NOx Percent Monitor Data Availability (PMA) Reporting Discrepancies
Recently, ESC Spectrum helped CAMD investigate a reporting discrepancy at a customer’s facility. While the customer’s StackVision database showed their NOx Percent Monitor Data Availability (PMA) emission rate (lb/mmbtu) to be 95%, the PMA in the customer’s 2020 Q4 report was closer to 80%.
After further investigation into the discrepancy, an ESC Spectrum team member discovered that someone at the customer facility had reprocessed data in Q2, Q3, and Q4 of 2020, as well as for February and March of 2021 — after the close date for the submission period. The person responsible was unaware that the EPA requires facilities to re-submit updated quarterly data files to the EPA Host System.
How Can StackVision’s Data Locking Wizard Help Prevent Reporting Discrepancies?
Without proper corrections, reporting discrepancies can lead to State and Federal audits and steep fines. Luckily, that was not the case for this facility. However, the facility’s reporting oversight could have been easily prevented with the employment of StackVision’s Database Locking Wizard.
The Database Locking Wizard, located in the Tools section of StackVision’s Main Menu, allows facilities to secure and lock down the emissions database at the end of a reporting submission period. Using StackVision’s Database Locking Wizard enables users to protect their database in less than five minutes; and, if needed, the tool can unlock the database or any portion of it in under five minutes as well.
Don’t let your facility suffer reporting discrepancies! On the first day following each quarterly reporting submission period, lock down your database. You can read more about using the locking/unlocking feature of the Database Locking Wizard in the Help section of StackVision.

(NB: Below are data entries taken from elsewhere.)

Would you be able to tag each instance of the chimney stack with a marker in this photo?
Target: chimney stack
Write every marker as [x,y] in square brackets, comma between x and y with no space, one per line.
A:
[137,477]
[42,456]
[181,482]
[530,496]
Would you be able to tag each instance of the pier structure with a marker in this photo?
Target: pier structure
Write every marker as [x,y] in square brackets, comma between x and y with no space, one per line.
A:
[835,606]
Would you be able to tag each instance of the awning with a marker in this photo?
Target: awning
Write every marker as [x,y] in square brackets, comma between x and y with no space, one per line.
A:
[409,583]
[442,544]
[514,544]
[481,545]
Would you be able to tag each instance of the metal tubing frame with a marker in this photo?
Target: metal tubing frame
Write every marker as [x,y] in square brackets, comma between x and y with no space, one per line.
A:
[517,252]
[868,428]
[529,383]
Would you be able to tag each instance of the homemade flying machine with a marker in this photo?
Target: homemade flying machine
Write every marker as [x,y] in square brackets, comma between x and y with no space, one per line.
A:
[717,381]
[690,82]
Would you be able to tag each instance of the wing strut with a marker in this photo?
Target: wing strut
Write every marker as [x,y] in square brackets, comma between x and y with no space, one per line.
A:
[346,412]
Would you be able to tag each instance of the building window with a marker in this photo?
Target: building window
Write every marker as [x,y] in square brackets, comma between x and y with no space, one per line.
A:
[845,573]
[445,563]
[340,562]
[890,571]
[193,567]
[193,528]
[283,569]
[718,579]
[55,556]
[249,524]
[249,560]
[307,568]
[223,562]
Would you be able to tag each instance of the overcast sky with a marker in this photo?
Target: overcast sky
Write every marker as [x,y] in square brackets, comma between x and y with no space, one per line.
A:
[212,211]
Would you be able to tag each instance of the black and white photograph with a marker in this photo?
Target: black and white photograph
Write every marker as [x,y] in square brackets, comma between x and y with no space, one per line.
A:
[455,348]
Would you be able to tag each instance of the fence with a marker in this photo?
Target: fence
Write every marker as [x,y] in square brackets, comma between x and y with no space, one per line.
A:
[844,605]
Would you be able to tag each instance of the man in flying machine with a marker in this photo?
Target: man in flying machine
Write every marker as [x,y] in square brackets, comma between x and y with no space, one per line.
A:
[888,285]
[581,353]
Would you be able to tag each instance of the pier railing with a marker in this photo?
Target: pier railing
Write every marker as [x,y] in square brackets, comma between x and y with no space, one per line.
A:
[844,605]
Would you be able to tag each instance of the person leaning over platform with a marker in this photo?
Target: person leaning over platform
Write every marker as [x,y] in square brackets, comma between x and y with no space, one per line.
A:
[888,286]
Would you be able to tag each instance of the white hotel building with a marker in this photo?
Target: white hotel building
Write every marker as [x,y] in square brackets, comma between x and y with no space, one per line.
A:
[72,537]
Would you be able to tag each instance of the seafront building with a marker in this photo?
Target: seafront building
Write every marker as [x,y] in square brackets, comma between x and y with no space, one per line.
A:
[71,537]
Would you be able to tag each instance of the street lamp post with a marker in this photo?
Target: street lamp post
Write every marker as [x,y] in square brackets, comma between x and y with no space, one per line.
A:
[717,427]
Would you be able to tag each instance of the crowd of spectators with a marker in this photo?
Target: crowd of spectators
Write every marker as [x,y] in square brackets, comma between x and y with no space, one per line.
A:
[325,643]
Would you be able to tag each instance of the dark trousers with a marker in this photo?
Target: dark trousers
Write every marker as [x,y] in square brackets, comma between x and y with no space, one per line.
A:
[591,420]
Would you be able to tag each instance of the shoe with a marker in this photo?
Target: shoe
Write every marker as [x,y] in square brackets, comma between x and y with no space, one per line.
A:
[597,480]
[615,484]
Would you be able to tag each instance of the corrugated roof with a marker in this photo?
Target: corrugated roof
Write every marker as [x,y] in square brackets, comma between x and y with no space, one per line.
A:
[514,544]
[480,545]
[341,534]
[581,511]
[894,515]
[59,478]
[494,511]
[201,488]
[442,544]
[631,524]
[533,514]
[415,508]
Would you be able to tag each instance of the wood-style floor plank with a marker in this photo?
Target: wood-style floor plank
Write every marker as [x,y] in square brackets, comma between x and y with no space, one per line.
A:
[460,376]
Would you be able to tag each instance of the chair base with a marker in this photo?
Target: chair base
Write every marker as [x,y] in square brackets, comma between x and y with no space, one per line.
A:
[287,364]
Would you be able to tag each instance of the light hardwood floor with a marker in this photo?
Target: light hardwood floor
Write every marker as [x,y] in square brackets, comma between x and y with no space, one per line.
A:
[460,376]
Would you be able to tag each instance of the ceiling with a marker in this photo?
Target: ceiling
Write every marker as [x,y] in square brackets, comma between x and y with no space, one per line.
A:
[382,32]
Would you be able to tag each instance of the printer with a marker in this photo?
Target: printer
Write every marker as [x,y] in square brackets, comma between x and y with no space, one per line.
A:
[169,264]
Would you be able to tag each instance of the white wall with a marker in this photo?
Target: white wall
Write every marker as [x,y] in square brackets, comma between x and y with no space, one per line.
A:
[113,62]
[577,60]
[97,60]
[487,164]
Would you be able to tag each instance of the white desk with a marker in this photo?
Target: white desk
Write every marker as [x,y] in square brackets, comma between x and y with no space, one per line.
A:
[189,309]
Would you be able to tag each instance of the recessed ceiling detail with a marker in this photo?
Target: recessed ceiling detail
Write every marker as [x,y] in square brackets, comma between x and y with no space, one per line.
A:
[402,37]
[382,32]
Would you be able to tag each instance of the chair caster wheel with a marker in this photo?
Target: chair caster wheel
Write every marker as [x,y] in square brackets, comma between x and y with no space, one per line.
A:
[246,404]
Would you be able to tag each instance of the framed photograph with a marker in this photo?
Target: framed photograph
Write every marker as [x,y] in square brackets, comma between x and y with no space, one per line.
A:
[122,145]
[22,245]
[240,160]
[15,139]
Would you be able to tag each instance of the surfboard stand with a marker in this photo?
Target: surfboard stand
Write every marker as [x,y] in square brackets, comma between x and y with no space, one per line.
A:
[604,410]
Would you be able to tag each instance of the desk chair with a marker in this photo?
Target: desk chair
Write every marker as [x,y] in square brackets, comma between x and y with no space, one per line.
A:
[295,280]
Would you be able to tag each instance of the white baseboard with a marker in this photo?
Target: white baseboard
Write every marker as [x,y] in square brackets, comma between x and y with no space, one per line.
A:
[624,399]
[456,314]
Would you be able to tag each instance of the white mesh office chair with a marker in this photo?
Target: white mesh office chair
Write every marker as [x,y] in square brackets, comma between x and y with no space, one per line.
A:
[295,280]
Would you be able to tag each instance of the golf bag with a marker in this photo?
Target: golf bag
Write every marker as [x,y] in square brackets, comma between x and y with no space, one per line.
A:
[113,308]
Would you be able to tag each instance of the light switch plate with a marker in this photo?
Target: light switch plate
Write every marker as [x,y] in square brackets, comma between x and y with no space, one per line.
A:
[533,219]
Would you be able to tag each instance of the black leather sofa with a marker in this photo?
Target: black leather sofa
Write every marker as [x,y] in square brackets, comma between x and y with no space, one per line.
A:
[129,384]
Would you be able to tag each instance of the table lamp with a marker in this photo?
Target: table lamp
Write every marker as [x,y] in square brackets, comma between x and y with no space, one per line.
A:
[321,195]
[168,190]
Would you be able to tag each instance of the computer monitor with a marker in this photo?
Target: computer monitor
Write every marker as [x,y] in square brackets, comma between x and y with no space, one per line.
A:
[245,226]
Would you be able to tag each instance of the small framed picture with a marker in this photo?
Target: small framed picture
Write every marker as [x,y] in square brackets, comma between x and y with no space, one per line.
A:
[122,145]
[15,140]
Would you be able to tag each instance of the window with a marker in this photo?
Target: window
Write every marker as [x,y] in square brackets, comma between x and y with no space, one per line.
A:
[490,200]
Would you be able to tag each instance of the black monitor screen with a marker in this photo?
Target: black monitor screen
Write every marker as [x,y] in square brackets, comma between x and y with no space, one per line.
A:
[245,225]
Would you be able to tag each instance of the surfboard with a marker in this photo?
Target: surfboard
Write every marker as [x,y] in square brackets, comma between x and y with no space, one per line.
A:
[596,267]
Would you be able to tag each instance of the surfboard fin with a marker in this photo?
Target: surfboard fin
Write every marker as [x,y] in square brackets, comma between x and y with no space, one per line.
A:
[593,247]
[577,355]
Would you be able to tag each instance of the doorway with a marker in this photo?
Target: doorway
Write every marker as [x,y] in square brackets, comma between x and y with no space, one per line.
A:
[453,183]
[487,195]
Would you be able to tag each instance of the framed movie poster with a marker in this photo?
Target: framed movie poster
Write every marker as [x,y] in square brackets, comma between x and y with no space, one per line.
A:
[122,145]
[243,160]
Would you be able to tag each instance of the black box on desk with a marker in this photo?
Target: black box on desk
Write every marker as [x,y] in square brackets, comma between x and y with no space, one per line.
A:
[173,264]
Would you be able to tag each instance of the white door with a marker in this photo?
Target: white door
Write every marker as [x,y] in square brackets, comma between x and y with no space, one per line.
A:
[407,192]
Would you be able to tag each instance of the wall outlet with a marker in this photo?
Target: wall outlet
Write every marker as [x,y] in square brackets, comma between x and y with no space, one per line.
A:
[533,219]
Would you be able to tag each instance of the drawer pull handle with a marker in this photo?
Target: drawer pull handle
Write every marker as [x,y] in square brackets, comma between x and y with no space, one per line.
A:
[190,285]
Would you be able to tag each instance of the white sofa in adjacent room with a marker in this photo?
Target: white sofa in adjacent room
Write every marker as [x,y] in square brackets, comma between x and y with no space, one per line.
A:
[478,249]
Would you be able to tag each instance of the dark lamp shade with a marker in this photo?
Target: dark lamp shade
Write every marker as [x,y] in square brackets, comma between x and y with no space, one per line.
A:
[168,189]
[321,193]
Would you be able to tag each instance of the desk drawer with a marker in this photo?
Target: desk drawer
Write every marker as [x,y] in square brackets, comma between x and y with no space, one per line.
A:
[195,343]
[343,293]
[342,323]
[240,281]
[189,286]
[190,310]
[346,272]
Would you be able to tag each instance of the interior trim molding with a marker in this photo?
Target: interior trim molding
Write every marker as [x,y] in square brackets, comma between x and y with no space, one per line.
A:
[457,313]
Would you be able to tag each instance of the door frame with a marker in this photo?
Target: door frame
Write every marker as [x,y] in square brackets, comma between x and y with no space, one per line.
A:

“Blessing in Disguise”: Senior Regulatory Specialist Jon Konings’ Experience
This case highlights how important it is to be in control of your own data.
Even though we were able to resolve this situation with no penalties, that may not always be the case. A similar situation happened to me in the 1990’s, and it was a blessing in disguise. It made the technicians at the plant pay more attention to their work and use the procedures we developed with them to perform their jobs. It also helped the plant managers justify spending more time and money on training their people on doing their jobs and the background reasons for doing their jobs well.